Separately, the Philadelphia Federal Reserve Bank reported its business activity index rose to 7.3 from 6.8 in December. A reading above zero indicates expansion in the mid-Atlantic region’s manufacturing sector.
But new orders and shipments slowed, taking some shine off the report. In addition, unfilled orders and delivery time fell, indicating factory activity in the region could slow in the months ahead.
The region’s employment picture improved, however, with factories adding more workers and extending hours for existing employees.
The data and strong demand at European bond auctions, which helped to ease some concerns about Europe’s debt crisis, propelled U.S. stocks higher. The Standard & Poor’s 500 index rose for a third straight day.
U.S. Treasury debt lost some of its safe-haven appeal, sending prices tumbling. The dollar fell to a two-week low against the euro.
Other data showed housing starts fell 4.1 percent to a seasonally adjusted annual rate of 657,000 units in December. The decline came from the volatile multi-family segment, which plunged 20.4 percent.
Starts of single family houses - which account for a larger share of new home construction - rose 4.4 percent, adding to views that the housing market decline has bottomed and home construction will contribute to economic growth this year.
Permits for future home construction eased slightly.
“There are too many distressed homes on the market in the largest home building areas for starts to rise sharply,” said Joel Naroff, chief economist at Naroff Economic Advisors in Holland, Pennsylvania. “Still, a recovery is under way and means housing will be adding to growth going forward.”
The continued stream of relatively better economic data could further temper expectations among some economists that the Federal Reserve could launch a fresh round of bond buying to spur the recovery.
The Fed meets next week and no policy action is expected, although the central bank may signal it will keep overnight rates pressed to zero for longer than had previously been expected.
With inflation showing little signs of life, unemployment too high and Europe’s debt troubles still a threat to the economy, analysts say a further Fed easing cannot be ruled out.
The Consumer Price Index was unchanged in December for a second straight month. Core CPI, which excludes more volatile food and energy costs, inched up 0.1 percent after rising 0.2 percent in November.
“If inflation continues to moderate, it definitely opens the door for additional quantitative easing by the Fed,” said Ryan Sweet, a senior economist at Moody’s Analytics in West Chester Pennsylvania.
The Fed has already bought $2.3 trillion worth of bonds to keep borrowing costs low and stimulate the economy.
In December, overall inflation was held back by gasoline prices, which fell for a third month in a row. Food prices rose modestly. Overall consumer prices rose 3 percent last year after increasing 3.4 percent in November from a year earlier.
Core consumer prices last month were dampened by new motor vehicle costs, which fell for a third straight month, while used cars and truck prices dropped for the fourth successive month.

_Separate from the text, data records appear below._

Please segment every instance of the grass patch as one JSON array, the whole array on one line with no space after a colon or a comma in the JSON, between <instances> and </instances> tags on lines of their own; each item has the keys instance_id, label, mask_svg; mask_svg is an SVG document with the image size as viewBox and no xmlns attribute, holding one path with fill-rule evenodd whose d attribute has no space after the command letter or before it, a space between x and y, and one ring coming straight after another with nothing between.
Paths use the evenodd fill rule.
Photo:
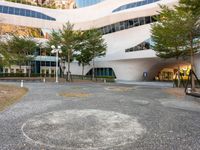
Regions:
<instances>
[{"instance_id":1,"label":"grass patch","mask_svg":"<svg viewBox=\"0 0 200 150\"><path fill-rule=\"evenodd\" d=\"M88 93L68 93L68 92L62 92L59 95L60 96L64 96L64 97L82 98L82 97L89 97L91 94L88 94Z\"/></svg>"},{"instance_id":2,"label":"grass patch","mask_svg":"<svg viewBox=\"0 0 200 150\"><path fill-rule=\"evenodd\" d=\"M0 84L0 111L19 101L27 91L27 88Z\"/></svg>"}]
</instances>

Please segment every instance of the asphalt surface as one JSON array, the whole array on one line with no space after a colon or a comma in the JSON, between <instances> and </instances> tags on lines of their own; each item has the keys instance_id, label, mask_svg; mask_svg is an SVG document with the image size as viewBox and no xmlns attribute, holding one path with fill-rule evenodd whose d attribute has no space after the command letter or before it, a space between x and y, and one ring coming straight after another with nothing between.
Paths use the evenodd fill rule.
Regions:
<instances>
[{"instance_id":1,"label":"asphalt surface","mask_svg":"<svg viewBox=\"0 0 200 150\"><path fill-rule=\"evenodd\" d=\"M163 84L24 83L28 94L0 112L0 150L200 149L200 99Z\"/></svg>"}]
</instances>

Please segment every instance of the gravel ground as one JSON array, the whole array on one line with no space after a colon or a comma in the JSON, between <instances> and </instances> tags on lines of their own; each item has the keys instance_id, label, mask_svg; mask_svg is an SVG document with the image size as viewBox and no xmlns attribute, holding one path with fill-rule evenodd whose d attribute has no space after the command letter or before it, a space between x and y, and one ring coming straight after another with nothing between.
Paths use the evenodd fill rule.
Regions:
<instances>
[{"instance_id":1,"label":"gravel ground","mask_svg":"<svg viewBox=\"0 0 200 150\"><path fill-rule=\"evenodd\" d=\"M177 99L163 84L24 85L23 100L0 112L1 150L200 148L200 99Z\"/></svg>"}]
</instances>

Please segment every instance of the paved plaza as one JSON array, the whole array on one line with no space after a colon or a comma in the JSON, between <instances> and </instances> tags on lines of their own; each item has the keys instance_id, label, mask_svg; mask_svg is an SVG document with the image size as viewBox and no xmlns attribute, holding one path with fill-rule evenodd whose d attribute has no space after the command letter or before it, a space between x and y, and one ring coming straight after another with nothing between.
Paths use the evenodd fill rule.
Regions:
<instances>
[{"instance_id":1,"label":"paved plaza","mask_svg":"<svg viewBox=\"0 0 200 150\"><path fill-rule=\"evenodd\" d=\"M164 84L25 82L27 95L0 112L0 149L198 150L200 99Z\"/></svg>"}]
</instances>

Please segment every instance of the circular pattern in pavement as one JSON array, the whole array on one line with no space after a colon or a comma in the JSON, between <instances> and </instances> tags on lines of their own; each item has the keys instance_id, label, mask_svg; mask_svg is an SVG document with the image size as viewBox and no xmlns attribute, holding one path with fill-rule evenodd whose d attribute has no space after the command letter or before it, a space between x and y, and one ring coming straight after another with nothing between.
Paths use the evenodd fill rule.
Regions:
<instances>
[{"instance_id":1,"label":"circular pattern in pavement","mask_svg":"<svg viewBox=\"0 0 200 150\"><path fill-rule=\"evenodd\" d=\"M127 92L134 90L132 87L123 87L123 86L108 86L105 87L105 90L107 91L113 91L113 92Z\"/></svg>"},{"instance_id":2,"label":"circular pattern in pavement","mask_svg":"<svg viewBox=\"0 0 200 150\"><path fill-rule=\"evenodd\" d=\"M26 139L56 149L99 149L133 143L145 129L137 119L103 110L65 110L35 116L22 125Z\"/></svg>"}]
</instances>

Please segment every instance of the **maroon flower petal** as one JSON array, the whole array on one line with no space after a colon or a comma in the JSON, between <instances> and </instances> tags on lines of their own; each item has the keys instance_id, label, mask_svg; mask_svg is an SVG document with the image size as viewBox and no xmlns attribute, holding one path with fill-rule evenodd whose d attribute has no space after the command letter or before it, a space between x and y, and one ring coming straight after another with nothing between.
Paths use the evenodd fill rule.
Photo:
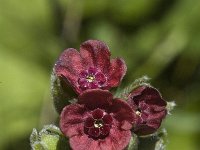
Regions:
<instances>
[{"instance_id":1,"label":"maroon flower petal","mask_svg":"<svg viewBox=\"0 0 200 150\"><path fill-rule=\"evenodd\" d=\"M80 89L77 88L77 80L84 67L82 58L76 49L69 48L65 50L60 55L54 69L58 77L66 78L74 90L80 92Z\"/></svg>"},{"instance_id":2,"label":"maroon flower petal","mask_svg":"<svg viewBox=\"0 0 200 150\"><path fill-rule=\"evenodd\" d=\"M63 51L55 64L55 71L58 76L64 75L68 78L68 73L70 73L78 78L77 75L80 74L81 70L83 70L82 58L79 52L73 48Z\"/></svg>"},{"instance_id":3,"label":"maroon flower petal","mask_svg":"<svg viewBox=\"0 0 200 150\"><path fill-rule=\"evenodd\" d=\"M147 135L155 132L167 114L166 101L159 91L150 86L141 86L130 93L128 103L140 115L137 115L134 132L138 135Z\"/></svg>"},{"instance_id":4,"label":"maroon flower petal","mask_svg":"<svg viewBox=\"0 0 200 150\"><path fill-rule=\"evenodd\" d=\"M71 137L69 143L73 150L102 150L98 141L88 138L86 134Z\"/></svg>"},{"instance_id":5,"label":"maroon flower petal","mask_svg":"<svg viewBox=\"0 0 200 150\"><path fill-rule=\"evenodd\" d=\"M103 120L104 124L110 125L112 123L112 121L113 121L113 118L112 118L111 115L107 114L107 115L103 116L102 120Z\"/></svg>"},{"instance_id":6,"label":"maroon flower petal","mask_svg":"<svg viewBox=\"0 0 200 150\"><path fill-rule=\"evenodd\" d=\"M152 134L156 131L157 129L149 127L147 125L141 124L140 126L137 126L134 128L134 133L142 136L142 135L148 135L148 134Z\"/></svg>"},{"instance_id":7,"label":"maroon flower petal","mask_svg":"<svg viewBox=\"0 0 200 150\"><path fill-rule=\"evenodd\" d=\"M90 74L90 75L95 75L96 72L97 72L97 69L96 69L96 68L90 67L90 68L88 69L88 74Z\"/></svg>"},{"instance_id":8,"label":"maroon flower petal","mask_svg":"<svg viewBox=\"0 0 200 150\"><path fill-rule=\"evenodd\" d=\"M108 71L107 67L110 66L110 51L103 42L88 40L81 44L80 53L86 66L95 66L103 72Z\"/></svg>"},{"instance_id":9,"label":"maroon flower petal","mask_svg":"<svg viewBox=\"0 0 200 150\"><path fill-rule=\"evenodd\" d=\"M107 108L112 103L113 95L109 91L93 89L86 90L78 97L78 103L84 104L88 109Z\"/></svg>"},{"instance_id":10,"label":"maroon flower petal","mask_svg":"<svg viewBox=\"0 0 200 150\"><path fill-rule=\"evenodd\" d=\"M108 73L108 87L116 87L120 84L126 74L126 64L123 59L116 58L111 60L111 65Z\"/></svg>"},{"instance_id":11,"label":"maroon flower petal","mask_svg":"<svg viewBox=\"0 0 200 150\"><path fill-rule=\"evenodd\" d=\"M95 75L95 79L100 83L100 84L104 84L106 82L106 77L103 73L98 72Z\"/></svg>"},{"instance_id":12,"label":"maroon flower petal","mask_svg":"<svg viewBox=\"0 0 200 150\"><path fill-rule=\"evenodd\" d=\"M110 126L104 125L103 127L100 128L101 134L102 135L107 135L110 132Z\"/></svg>"},{"instance_id":13,"label":"maroon flower petal","mask_svg":"<svg viewBox=\"0 0 200 150\"><path fill-rule=\"evenodd\" d=\"M135 113L129 104L120 99L115 99L113 101L113 106L109 108L109 111L113 113L113 117L119 122L129 122L129 127L136 118Z\"/></svg>"},{"instance_id":14,"label":"maroon flower petal","mask_svg":"<svg viewBox=\"0 0 200 150\"><path fill-rule=\"evenodd\" d=\"M103 111L101 109L95 109L92 112L92 116L94 119L101 119L103 117Z\"/></svg>"},{"instance_id":15,"label":"maroon flower petal","mask_svg":"<svg viewBox=\"0 0 200 150\"><path fill-rule=\"evenodd\" d=\"M85 120L85 124L84 124L85 127L87 128L91 128L94 126L94 119L92 117L88 117L86 120Z\"/></svg>"},{"instance_id":16,"label":"maroon flower petal","mask_svg":"<svg viewBox=\"0 0 200 150\"><path fill-rule=\"evenodd\" d=\"M84 134L84 118L86 109L80 104L71 104L66 106L60 115L61 131L68 137Z\"/></svg>"},{"instance_id":17,"label":"maroon flower petal","mask_svg":"<svg viewBox=\"0 0 200 150\"><path fill-rule=\"evenodd\" d=\"M88 131L88 134L92 137L98 137L100 135L100 129L99 128L90 128Z\"/></svg>"}]
</instances>

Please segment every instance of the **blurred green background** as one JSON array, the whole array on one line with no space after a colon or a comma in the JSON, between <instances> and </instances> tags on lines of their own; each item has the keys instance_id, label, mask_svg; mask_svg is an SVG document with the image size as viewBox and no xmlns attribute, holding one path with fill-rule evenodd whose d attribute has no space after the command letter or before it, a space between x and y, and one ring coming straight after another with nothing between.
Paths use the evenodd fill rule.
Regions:
<instances>
[{"instance_id":1,"label":"blurred green background","mask_svg":"<svg viewBox=\"0 0 200 150\"><path fill-rule=\"evenodd\" d=\"M88 39L125 59L125 84L148 75L177 103L167 149L198 150L199 0L0 0L0 149L30 149L32 128L53 122L52 66Z\"/></svg>"}]
</instances>

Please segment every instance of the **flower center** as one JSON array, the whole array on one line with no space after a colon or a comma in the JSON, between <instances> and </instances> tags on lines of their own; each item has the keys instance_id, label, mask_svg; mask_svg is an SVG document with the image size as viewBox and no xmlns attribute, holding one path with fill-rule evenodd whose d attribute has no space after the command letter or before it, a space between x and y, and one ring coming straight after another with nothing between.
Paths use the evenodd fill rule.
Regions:
<instances>
[{"instance_id":1,"label":"flower center","mask_svg":"<svg viewBox=\"0 0 200 150\"><path fill-rule=\"evenodd\" d=\"M101 119L96 120L94 122L94 127L95 128L101 128L101 127L103 127L103 120L101 120Z\"/></svg>"},{"instance_id":2,"label":"flower center","mask_svg":"<svg viewBox=\"0 0 200 150\"><path fill-rule=\"evenodd\" d=\"M138 116L140 116L141 117L141 115L142 115L142 112L141 112L141 110L138 108L137 110L136 110L136 115L138 115Z\"/></svg>"},{"instance_id":3,"label":"flower center","mask_svg":"<svg viewBox=\"0 0 200 150\"><path fill-rule=\"evenodd\" d=\"M106 76L97 68L89 68L80 73L78 84L82 90L96 89L106 86Z\"/></svg>"},{"instance_id":4,"label":"flower center","mask_svg":"<svg viewBox=\"0 0 200 150\"><path fill-rule=\"evenodd\" d=\"M85 133L93 138L105 138L112 127L113 118L101 109L95 109L84 123Z\"/></svg>"}]
</instances>

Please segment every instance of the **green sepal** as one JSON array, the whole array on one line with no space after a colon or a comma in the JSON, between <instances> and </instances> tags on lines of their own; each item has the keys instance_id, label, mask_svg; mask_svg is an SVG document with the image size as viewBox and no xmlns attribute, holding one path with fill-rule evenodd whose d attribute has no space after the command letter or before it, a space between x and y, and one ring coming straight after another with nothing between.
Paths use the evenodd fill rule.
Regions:
<instances>
[{"instance_id":1,"label":"green sepal","mask_svg":"<svg viewBox=\"0 0 200 150\"><path fill-rule=\"evenodd\" d=\"M176 103L174 101L167 102L167 106L166 106L167 113L171 114L171 111L174 109L175 106L176 106Z\"/></svg>"},{"instance_id":2,"label":"green sepal","mask_svg":"<svg viewBox=\"0 0 200 150\"><path fill-rule=\"evenodd\" d=\"M138 149L138 137L136 134L132 134L131 140L127 147L127 150L137 150Z\"/></svg>"},{"instance_id":3,"label":"green sepal","mask_svg":"<svg viewBox=\"0 0 200 150\"><path fill-rule=\"evenodd\" d=\"M138 88L140 86L150 86L150 84L148 83L149 80L150 80L150 78L147 77L147 76L143 76L141 78L138 78L132 84L130 84L129 86L125 87L124 89L118 88L118 90L115 93L115 97L127 100L128 99L128 95L134 89L136 89L136 88Z\"/></svg>"},{"instance_id":4,"label":"green sepal","mask_svg":"<svg viewBox=\"0 0 200 150\"><path fill-rule=\"evenodd\" d=\"M62 109L71 104L71 101L77 97L66 78L59 78L53 70L51 74L51 96L56 111L60 114Z\"/></svg>"}]
</instances>

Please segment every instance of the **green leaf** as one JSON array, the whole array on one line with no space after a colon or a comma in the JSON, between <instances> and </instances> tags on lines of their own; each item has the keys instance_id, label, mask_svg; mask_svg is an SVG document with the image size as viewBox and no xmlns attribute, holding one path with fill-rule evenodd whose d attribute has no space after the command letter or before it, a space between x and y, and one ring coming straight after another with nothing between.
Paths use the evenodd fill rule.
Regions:
<instances>
[{"instance_id":1,"label":"green leaf","mask_svg":"<svg viewBox=\"0 0 200 150\"><path fill-rule=\"evenodd\" d=\"M138 150L165 150L165 129L148 136L139 137Z\"/></svg>"},{"instance_id":2,"label":"green leaf","mask_svg":"<svg viewBox=\"0 0 200 150\"><path fill-rule=\"evenodd\" d=\"M35 142L31 145L33 150L47 150L47 146L42 142Z\"/></svg>"},{"instance_id":3,"label":"green leaf","mask_svg":"<svg viewBox=\"0 0 200 150\"><path fill-rule=\"evenodd\" d=\"M150 78L147 76L138 78L132 84L130 84L128 87L124 88L123 90L118 89L118 91L115 94L115 97L127 100L129 93L133 91L134 89L143 85L150 86L150 84L148 83L149 80Z\"/></svg>"},{"instance_id":4,"label":"green leaf","mask_svg":"<svg viewBox=\"0 0 200 150\"><path fill-rule=\"evenodd\" d=\"M30 143L33 150L69 150L68 139L55 125L46 125L37 133L36 129L30 136Z\"/></svg>"}]
</instances>

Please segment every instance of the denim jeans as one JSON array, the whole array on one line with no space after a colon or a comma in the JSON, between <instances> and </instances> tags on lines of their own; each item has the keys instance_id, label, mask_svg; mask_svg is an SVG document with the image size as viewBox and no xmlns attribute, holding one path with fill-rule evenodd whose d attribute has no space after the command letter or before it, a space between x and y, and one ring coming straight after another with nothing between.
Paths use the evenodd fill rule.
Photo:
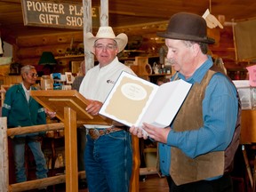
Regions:
<instances>
[{"instance_id":1,"label":"denim jeans","mask_svg":"<svg viewBox=\"0 0 256 192\"><path fill-rule=\"evenodd\" d=\"M37 141L37 137L23 137L14 138L13 156L15 163L16 182L23 182L27 180L25 170L25 143L31 149L36 164L36 175L37 179L47 178L47 166L44 155L41 149L41 143Z\"/></svg>"},{"instance_id":2,"label":"denim jeans","mask_svg":"<svg viewBox=\"0 0 256 192\"><path fill-rule=\"evenodd\" d=\"M125 131L87 135L84 164L90 192L129 192L132 171L132 137Z\"/></svg>"}]
</instances>

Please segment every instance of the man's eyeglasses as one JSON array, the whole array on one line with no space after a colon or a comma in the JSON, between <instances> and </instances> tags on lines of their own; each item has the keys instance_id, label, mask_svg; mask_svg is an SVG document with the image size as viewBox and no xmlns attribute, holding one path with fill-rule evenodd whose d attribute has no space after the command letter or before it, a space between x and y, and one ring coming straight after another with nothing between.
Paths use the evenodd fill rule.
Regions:
<instances>
[{"instance_id":1,"label":"man's eyeglasses","mask_svg":"<svg viewBox=\"0 0 256 192\"><path fill-rule=\"evenodd\" d=\"M32 77L37 77L38 76L38 74L36 73L31 73L31 74L28 74L29 76L31 76Z\"/></svg>"},{"instance_id":2,"label":"man's eyeglasses","mask_svg":"<svg viewBox=\"0 0 256 192\"><path fill-rule=\"evenodd\" d=\"M114 44L106 44L106 45L95 44L94 47L95 47L95 49L98 49L98 50L107 49L107 50L112 51L112 50L116 49L116 45L114 45Z\"/></svg>"}]
</instances>

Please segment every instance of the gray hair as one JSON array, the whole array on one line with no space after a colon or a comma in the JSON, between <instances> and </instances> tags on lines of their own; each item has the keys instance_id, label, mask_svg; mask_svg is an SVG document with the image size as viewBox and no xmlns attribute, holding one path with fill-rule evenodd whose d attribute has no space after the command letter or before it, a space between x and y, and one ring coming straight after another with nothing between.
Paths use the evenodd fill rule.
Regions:
<instances>
[{"instance_id":1,"label":"gray hair","mask_svg":"<svg viewBox=\"0 0 256 192\"><path fill-rule=\"evenodd\" d=\"M21 68L20 75L22 76L24 73L28 73L31 69L34 69L35 67L31 65L27 65Z\"/></svg>"}]
</instances>

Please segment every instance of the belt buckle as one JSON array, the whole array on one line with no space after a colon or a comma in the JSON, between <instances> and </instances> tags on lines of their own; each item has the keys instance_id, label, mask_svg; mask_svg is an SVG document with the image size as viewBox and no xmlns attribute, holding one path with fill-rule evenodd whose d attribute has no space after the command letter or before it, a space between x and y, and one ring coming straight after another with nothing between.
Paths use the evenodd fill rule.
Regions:
<instances>
[{"instance_id":1,"label":"belt buckle","mask_svg":"<svg viewBox=\"0 0 256 192\"><path fill-rule=\"evenodd\" d=\"M93 129L92 134L92 138L93 140L98 140L100 137L100 132L97 129Z\"/></svg>"}]
</instances>

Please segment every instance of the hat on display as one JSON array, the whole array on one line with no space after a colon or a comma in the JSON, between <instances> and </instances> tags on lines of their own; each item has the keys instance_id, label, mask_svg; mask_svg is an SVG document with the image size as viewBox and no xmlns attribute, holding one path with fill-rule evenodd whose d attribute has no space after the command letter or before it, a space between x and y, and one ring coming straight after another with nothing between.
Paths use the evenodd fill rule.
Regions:
<instances>
[{"instance_id":1,"label":"hat on display","mask_svg":"<svg viewBox=\"0 0 256 192\"><path fill-rule=\"evenodd\" d=\"M171 39L214 44L215 40L207 36L206 21L199 15L179 12L171 17L166 31L157 32L158 36Z\"/></svg>"},{"instance_id":2,"label":"hat on display","mask_svg":"<svg viewBox=\"0 0 256 192\"><path fill-rule=\"evenodd\" d=\"M94 53L94 43L98 39L113 39L116 42L118 52L122 52L128 43L126 34L121 33L116 36L111 27L100 27L98 33L94 36L92 33L86 33L84 36L85 48Z\"/></svg>"}]
</instances>

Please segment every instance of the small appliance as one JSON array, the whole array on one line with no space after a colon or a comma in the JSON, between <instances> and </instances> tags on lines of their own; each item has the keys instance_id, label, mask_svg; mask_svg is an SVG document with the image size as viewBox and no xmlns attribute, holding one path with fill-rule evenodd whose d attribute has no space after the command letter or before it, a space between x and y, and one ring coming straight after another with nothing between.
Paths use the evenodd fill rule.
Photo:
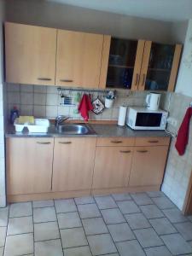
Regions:
<instances>
[{"instance_id":1,"label":"small appliance","mask_svg":"<svg viewBox=\"0 0 192 256\"><path fill-rule=\"evenodd\" d=\"M168 112L161 109L131 107L127 111L126 125L133 130L165 130L167 117Z\"/></svg>"},{"instance_id":2,"label":"small appliance","mask_svg":"<svg viewBox=\"0 0 192 256\"><path fill-rule=\"evenodd\" d=\"M160 93L150 92L147 95L146 103L149 110L158 110L160 107Z\"/></svg>"}]
</instances>

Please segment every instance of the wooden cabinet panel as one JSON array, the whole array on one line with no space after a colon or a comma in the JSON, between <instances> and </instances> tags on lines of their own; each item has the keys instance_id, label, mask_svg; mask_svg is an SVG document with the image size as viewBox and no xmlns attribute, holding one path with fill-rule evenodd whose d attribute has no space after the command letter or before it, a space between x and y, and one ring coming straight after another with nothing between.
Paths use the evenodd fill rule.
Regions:
<instances>
[{"instance_id":1,"label":"wooden cabinet panel","mask_svg":"<svg viewBox=\"0 0 192 256\"><path fill-rule=\"evenodd\" d=\"M160 185L165 170L167 146L134 148L129 186Z\"/></svg>"},{"instance_id":2,"label":"wooden cabinet panel","mask_svg":"<svg viewBox=\"0 0 192 256\"><path fill-rule=\"evenodd\" d=\"M134 137L99 137L96 141L98 147L117 147L117 146L133 146L135 143Z\"/></svg>"},{"instance_id":3,"label":"wooden cabinet panel","mask_svg":"<svg viewBox=\"0 0 192 256\"><path fill-rule=\"evenodd\" d=\"M5 23L6 81L55 84L56 29Z\"/></svg>"},{"instance_id":4,"label":"wooden cabinet panel","mask_svg":"<svg viewBox=\"0 0 192 256\"><path fill-rule=\"evenodd\" d=\"M96 147L93 189L128 185L133 148Z\"/></svg>"},{"instance_id":5,"label":"wooden cabinet panel","mask_svg":"<svg viewBox=\"0 0 192 256\"><path fill-rule=\"evenodd\" d=\"M53 191L90 189L96 138L55 138Z\"/></svg>"},{"instance_id":6,"label":"wooden cabinet panel","mask_svg":"<svg viewBox=\"0 0 192 256\"><path fill-rule=\"evenodd\" d=\"M50 192L53 138L8 138L8 195Z\"/></svg>"},{"instance_id":7,"label":"wooden cabinet panel","mask_svg":"<svg viewBox=\"0 0 192 256\"><path fill-rule=\"evenodd\" d=\"M98 88L102 44L103 35L58 30L55 84Z\"/></svg>"}]
</instances>

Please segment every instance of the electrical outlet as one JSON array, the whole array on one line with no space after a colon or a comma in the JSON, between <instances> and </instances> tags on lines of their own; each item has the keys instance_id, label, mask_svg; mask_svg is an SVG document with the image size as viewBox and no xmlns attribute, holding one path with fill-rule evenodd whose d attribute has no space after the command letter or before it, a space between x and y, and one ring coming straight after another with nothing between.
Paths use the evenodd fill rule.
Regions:
<instances>
[{"instance_id":1,"label":"electrical outlet","mask_svg":"<svg viewBox=\"0 0 192 256\"><path fill-rule=\"evenodd\" d=\"M169 117L167 119L167 124L170 124L172 126L176 127L177 125L177 120L174 118Z\"/></svg>"}]
</instances>

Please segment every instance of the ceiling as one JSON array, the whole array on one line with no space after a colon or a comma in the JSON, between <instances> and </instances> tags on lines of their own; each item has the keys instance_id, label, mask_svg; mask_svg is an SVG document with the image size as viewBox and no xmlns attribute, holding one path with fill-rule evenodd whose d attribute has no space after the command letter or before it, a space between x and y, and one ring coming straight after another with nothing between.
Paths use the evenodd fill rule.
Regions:
<instances>
[{"instance_id":1,"label":"ceiling","mask_svg":"<svg viewBox=\"0 0 192 256\"><path fill-rule=\"evenodd\" d=\"M192 19L192 0L46 0L165 21Z\"/></svg>"}]
</instances>

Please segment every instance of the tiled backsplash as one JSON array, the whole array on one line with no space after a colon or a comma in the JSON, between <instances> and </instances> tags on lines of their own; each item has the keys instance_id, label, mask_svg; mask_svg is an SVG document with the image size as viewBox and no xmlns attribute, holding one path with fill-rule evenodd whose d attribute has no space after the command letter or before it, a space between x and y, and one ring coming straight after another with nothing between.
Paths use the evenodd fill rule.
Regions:
<instances>
[{"instance_id":1,"label":"tiled backsplash","mask_svg":"<svg viewBox=\"0 0 192 256\"><path fill-rule=\"evenodd\" d=\"M88 91L89 92L89 91ZM94 92L93 99L99 96L104 102L105 91ZM84 93L84 92L81 92ZM67 96L75 96L77 91L65 90ZM131 92L118 90L117 98L113 108L105 108L102 113L94 114L90 113L91 119L115 120L118 119L119 108L122 104L126 106L143 106L145 102L146 92ZM61 97L55 86L38 86L38 85L20 85L7 84L7 102L8 115L10 109L16 106L21 115L34 115L36 117L55 118L58 114L70 116L73 119L82 119L79 113L76 113L77 106L61 106Z\"/></svg>"}]
</instances>

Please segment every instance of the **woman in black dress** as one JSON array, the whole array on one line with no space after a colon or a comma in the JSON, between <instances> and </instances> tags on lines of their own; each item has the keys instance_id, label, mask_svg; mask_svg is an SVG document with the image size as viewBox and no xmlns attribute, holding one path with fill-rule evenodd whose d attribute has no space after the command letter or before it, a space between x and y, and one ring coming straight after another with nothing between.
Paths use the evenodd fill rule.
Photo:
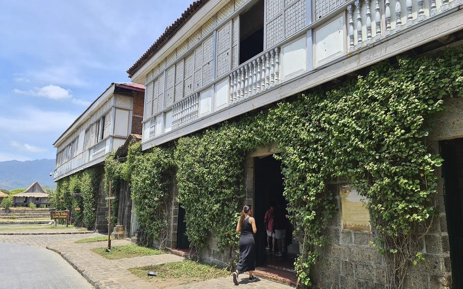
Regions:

Clothing prices slipped, indicating discounting by retailers to attract holiday shoppers. But housing costs held up, reflecting the rising demand for rental apartments as the weak housing market pushes Americans away from home ownership.
In the 12 months to December, core CPI increased 2.2 percent after rising by the same margin in November. That follows a record low of 0.6 percent in October.
The Fed would like to see core inflation at 2 percent or a little less, although the price measure its follows most closely tends to run below the core CPI.